Every time I hear the first few bouncy notes of the clarinet, then the piano join in, Robert Redford’s smiling face comes up, as does the whole cast (since the song plays first over the beginning credits). Hell, thanks to the movie, just about any ragtime tune can make a person think of The Sting, even if they didn’t intend to.
#4–“Misirlou,” by Dick Dale, Pulp Fiction
Yeah, this song’s hit the charts with a few different performers, but you have to admit, the whole damn cast makes a debut in your head when this track starts. Like The Sting, I’m sure that’s because the song first plays at the opening credits. But it sets the crazy tone of the film, and the track was used extensively in the film trailers and other advertisements.

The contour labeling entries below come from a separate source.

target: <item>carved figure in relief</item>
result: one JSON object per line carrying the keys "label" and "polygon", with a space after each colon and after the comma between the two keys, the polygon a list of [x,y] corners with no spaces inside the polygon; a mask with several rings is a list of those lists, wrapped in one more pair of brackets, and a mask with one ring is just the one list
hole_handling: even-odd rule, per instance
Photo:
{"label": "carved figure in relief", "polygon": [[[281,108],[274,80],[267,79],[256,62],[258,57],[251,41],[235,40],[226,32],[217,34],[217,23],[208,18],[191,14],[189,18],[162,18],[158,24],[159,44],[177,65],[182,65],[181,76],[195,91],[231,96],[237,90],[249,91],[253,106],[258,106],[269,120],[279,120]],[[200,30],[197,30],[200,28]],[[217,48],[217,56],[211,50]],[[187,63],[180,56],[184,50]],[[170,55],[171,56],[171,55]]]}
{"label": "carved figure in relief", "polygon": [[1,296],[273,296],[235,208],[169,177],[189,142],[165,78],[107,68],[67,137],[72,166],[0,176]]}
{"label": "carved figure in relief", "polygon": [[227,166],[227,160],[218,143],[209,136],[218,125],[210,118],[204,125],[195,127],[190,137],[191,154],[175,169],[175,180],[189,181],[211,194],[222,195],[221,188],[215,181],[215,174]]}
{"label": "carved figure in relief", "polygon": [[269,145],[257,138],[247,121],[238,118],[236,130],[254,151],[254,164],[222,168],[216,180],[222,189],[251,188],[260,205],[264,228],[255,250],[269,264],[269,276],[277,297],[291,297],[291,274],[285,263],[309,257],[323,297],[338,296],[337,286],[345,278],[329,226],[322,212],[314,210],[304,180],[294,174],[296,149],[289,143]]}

Remember the twist competition at Jack Rabbit Slims? Well, it was not this song they were twisting to [it was Chuck Berry’s version of “C’est La Vie” (Teenage Wedding)”], but looking at the film trailers, they could’ve easily been twisting to “Misirlou.”
Basically, best you can do is play this song and have your own version of the movie trailer in your head…or the thousand some-odd clip-shows as a tribute to the film with Misirlou as the soundtrack.
#3–“Old Time Rock ‘n Roll,” by Bob Seger, Risky Business
Ah, hell. This is one of the best songs ever put on a beer joint jukebox (and I should know, drove everybody nuts with it), but more than that, I rocked out like nobody’s business. And that was long before seeing the scene:
Tom Cruise + socks & a pink shirt + “Old Time Rock ‘n Roll” = the start for just about every “nobody’s watching so I’m going to go crazy and have fun alone” scene in films.
Yeah, all you have to do is hear the first notes on the piano, and Tom slides into view on the floor, ready to lip-sync his heart out. Hell, that one minute can’t be taken out of the noggin, and never could. That’s really the only scene I remember. Oh well. Great song.
#2–“In Your Eyes,” by Peter Gabriel, Say Anything…
I didn’t know til I put this list together that the song came out in 1986 and the movie came out in 1989. I thought they were both a little earlier than that. Huh.
Okay, you’ve got the two major scenes to work with here. The first is the car scene, when Lloyd and Diane are at the beach about to sleep together when this song comes on. The second is the boombox in the early a.m., Lloyd’s outside on the lawn, trying to get Diane back in one of the most iconic teen film moments of the 80s.
Tell me you don’t see John Cusack in that long-ass brown coat, big sneakers with a big-ass boombox over his head every time that song comes on. Impossible.
#1–“Stuck in the Middle With You,” by Stealers Wheel, Reservoir Dogs
This is the song that made me start this list. Every time the classic rock station D.J.s say it’s coming up, somebody has to make a comment. I can’t hear this song anymore without a funny little grin because I’m also remembering the scene.
“Stuck in the Middle With You” on the radio. Michael Madsen’s “Mr. Blonde” doing his dancing shuffle with a knife. Cop in the chair. Camera pans away. Muffled screaming. And then the ear…
Yeah, there’s no getting away from that scene once it’s been seen. Too funny and macabre at the same time. No overly dramatic music or anything, just good 70s rock while Mr. Blonde nonchalantly does what he does.
Anyhoo, that sums up my main list. I had a few alternates, but they’re a little too vague as far as references or films go. Maybe another list another time.
So, any songs and movies you’d have on your list? Contrary to popular opinion, I haven’t seen every movie in the world, so I’m always on the lookout for more info.
Happy listening and good luck getting these scenes out of your head. Muahahahahahahahaha!